Thanks for the comment, Adam.
Eric Dye says
That’s awesome!
Dr colt says
I just started and heard 3-4 anti religious references. IE They Figured out region is fake and creation is real, if this is a theme referenced many times please let me know.
Phil Schneider says
It doesn’t get mentioned much at all after the story gets going. He’s setting the scene. However, the book does contain material that would earn it an R-rating, so if you have a check in your conscience, I’d stop now.
Eric Dye says
I need to finish my current book, so I can start this!?!?! 😀
Phil Schneider says
You really do. I want to read it again, but I’ve got too many books that HAVE to be read.
Shaun Brodie says
Thanks for your review – had just started the book was getting into it until all the anti-God rhetoric started plus I was also amused by the author’s exhortation that there’s tons of evidence for spontaneous evolution which is absurd. I was going to stop reading but I wanted to see if other Christians read the book and clarify if it carries this anti-God theme throughout the book; a friend at work recommend it to me knowing my enjoyment for Sci-fi but this friend is not a Christian so I’m trying to decide if I should keep reading and hopefully use it as a tool for witness afterwards.
Phil Schneider says
Hey, Shaun, glad you didn’t just give in. The explicit anti-God stuff does drop off, but the materialistic worldview continues. In fact, as the anti-God stuff fades, sex and violence increase. That said, I’m pretty sensitive to both of those things, so I think you’ll be ok.

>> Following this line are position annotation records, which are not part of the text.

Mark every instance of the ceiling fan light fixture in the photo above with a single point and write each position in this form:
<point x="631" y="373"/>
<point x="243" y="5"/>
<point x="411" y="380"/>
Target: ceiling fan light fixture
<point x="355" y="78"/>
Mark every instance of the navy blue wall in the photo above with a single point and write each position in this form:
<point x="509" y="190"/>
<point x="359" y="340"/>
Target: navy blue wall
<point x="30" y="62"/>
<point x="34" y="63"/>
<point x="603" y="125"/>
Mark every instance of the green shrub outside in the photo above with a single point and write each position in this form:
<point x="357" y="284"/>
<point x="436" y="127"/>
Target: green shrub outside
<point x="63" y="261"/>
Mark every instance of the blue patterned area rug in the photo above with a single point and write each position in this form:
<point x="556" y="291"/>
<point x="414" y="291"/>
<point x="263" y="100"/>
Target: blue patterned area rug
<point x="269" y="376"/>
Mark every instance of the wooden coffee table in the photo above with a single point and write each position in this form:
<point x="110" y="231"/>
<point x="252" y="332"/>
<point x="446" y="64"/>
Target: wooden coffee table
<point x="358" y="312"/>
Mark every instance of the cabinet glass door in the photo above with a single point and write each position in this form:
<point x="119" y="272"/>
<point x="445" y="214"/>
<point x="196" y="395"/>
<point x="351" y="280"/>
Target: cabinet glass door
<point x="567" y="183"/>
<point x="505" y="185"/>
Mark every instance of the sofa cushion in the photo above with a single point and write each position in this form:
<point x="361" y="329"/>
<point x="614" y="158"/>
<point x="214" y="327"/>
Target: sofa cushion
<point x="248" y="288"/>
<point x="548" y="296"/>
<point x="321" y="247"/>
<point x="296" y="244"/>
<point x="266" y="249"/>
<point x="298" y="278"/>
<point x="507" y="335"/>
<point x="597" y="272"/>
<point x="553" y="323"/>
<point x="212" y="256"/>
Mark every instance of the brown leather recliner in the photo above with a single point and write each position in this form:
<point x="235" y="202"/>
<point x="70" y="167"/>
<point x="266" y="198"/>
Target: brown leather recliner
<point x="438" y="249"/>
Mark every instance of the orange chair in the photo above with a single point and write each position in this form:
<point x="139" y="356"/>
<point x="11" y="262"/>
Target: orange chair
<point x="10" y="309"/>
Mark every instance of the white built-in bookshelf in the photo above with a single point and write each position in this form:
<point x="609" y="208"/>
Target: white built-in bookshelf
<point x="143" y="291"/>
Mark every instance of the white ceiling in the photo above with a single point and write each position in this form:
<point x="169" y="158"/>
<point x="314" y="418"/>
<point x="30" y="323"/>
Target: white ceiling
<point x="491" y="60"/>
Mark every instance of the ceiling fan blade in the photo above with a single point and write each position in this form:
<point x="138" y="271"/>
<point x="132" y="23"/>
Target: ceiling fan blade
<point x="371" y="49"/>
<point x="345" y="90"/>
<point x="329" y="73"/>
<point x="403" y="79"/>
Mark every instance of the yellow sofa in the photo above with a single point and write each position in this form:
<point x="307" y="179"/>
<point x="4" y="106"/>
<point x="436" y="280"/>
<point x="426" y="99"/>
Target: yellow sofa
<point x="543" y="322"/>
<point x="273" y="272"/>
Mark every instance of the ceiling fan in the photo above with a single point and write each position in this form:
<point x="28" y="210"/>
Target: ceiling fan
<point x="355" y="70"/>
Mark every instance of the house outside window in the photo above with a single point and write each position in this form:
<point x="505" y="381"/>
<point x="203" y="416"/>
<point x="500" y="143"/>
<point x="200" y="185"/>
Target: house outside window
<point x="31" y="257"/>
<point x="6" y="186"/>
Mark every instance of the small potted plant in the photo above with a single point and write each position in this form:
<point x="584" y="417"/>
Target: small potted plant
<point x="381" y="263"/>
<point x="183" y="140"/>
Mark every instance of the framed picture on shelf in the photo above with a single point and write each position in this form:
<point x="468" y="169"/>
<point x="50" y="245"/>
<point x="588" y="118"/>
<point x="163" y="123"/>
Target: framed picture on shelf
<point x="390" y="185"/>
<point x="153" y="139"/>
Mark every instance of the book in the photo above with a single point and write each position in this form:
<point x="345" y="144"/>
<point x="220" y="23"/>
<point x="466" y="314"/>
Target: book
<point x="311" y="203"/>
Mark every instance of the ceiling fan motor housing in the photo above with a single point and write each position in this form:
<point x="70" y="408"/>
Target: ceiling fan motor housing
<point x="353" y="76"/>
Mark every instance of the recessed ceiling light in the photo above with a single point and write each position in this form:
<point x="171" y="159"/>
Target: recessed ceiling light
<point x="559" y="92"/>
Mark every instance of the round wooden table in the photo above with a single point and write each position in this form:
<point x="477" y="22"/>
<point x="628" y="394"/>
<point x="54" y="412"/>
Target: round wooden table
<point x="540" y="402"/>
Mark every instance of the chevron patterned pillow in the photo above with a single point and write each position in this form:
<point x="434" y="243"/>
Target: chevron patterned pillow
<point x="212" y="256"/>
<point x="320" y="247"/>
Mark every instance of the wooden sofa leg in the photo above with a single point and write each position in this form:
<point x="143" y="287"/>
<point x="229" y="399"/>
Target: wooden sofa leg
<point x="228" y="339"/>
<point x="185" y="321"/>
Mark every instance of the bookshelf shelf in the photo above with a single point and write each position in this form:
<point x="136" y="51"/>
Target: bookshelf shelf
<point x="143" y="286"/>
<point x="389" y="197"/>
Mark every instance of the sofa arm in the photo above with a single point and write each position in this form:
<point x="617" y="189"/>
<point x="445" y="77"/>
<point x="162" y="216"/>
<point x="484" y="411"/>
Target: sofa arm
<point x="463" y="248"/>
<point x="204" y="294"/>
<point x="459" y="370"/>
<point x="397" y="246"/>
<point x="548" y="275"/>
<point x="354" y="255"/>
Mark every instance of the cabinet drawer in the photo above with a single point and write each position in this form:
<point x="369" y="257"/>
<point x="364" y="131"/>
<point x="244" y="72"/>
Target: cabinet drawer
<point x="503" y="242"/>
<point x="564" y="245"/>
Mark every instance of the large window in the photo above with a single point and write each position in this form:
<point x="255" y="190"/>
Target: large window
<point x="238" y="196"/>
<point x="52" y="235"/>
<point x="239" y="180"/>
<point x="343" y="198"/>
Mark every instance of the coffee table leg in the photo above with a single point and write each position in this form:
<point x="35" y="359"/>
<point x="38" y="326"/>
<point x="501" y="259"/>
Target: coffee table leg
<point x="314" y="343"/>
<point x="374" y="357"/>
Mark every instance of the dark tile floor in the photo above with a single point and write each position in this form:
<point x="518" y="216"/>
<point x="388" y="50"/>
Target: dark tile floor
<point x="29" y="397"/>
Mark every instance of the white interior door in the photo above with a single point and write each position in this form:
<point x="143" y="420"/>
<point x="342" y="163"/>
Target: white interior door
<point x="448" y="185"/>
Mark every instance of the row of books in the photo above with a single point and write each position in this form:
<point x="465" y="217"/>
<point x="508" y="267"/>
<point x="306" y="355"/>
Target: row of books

On the other hand, the way this book approaches some of these things in the end and they way it discusses friendship and such may provide you a chance to present a Christian perspective when you discuss the book with your friend.
In the end and in all things, be sensitive to what the Spirit says to you. If He says it’s too much for you, listen.
Thanks for the comment!
Jonathan says
I bought the audio book on audible and listened to roughly 1.5 hours. At first, I liked it, then the character started talking derogatorily about God. Typical worldly teenager. They think they know so much, but know nothing at all.
It is obvious that the writer is expressing his own views through the character, and for the record, Wil Wheaton reads it like he agrees vehemently with every word. This is exactly the type of person I hate being around. Bottom line is, I hate being around the world. It grates on my spirit. I will be returning the audiobook.
Phil Schneider says
Hey, Jonathan, I totally understand how you feel. I pressed on a bit and found that this explicit denunciation of God doesn’t carry on throughout the book, though there is a some explicit sexual material. If it bothers your spirit, by all means, return the book.
I would, however, concern your hatred of being around the world. That is precisely what God has asked us to do: to be around people who do not know Him, who might be actively denouncing or even profaning His name, and show them Christ’s love.
I’m sure you know that, but I would have had a check in my spirit if I didn’t say it.